The Problem With Diets
If you read our blog post on goal setting, you already know that I am not a fan of finite solutions to infinite problems. And that is exactly how you are trying to solve your nutrition problem when you go on a diet. Diets are designed to be followed for a specific amount of time – you get in, get some results and get out. This is a perfect solution for bodybuilders who are peaking for the stage or weight-class athletes who need to be a specific weight for competition. But for the rest of us who are trying to improve health and body composition, a diet is a recipe for absolute disaster. Because once you’ve manipulated your metabolism you usually set yourself up for a bad rebound when the diet is over. A great example of this is the contestants on the show “The Biggest Loser”. They all achieve remarkable weight loss in an extremely short time period. It’s impressive to watch. Equally as intriguing, if less publicized, is the fact that nearly all the contestants return to their pre-show weight (if not heavier) within a year of the conclusion of the show.
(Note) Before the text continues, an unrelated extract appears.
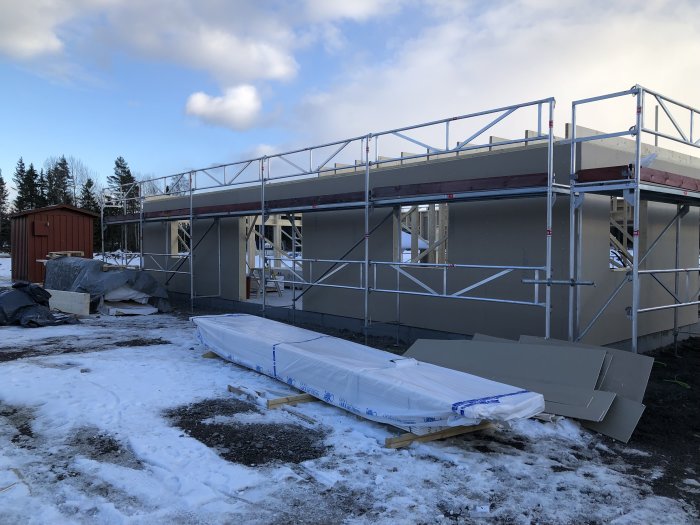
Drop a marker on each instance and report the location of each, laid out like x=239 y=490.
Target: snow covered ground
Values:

Even though you may not have as much weight to drop as a Biggest Loser contestant you still do not want to meet their same fate. Stop following diets and simply adopt the principle(s) below. By doing so you set yourself up for steady fat loss and long-term success. And I realize that isn’t as sexy as a Hydroxycut commercial or as intriguing as watching Jillian Michaels shamelessly hawking whatever product paid for placement on the show (Subway sandwiches? Really, Jillian?), but it will work. And you should be a fan of what works.
I Got Abs With This One Cool Trick
By now you’ve all seen these “click bait” ads that promise “one cool trick” to losing weight or getting abs or scoring chicks. And if you’ve click on these ads you’ve learned that the one cool trick is just a supplement that may or may not contain crushed up ants and traces of Viagra.
Luckily I am here to actually give you one cool trick to losing body fat (which may give you visible abs which, in turn, may possibly help you score with very shallow women). And that trick is the principle of prioritizing food quality over everything else in your nutrition plan.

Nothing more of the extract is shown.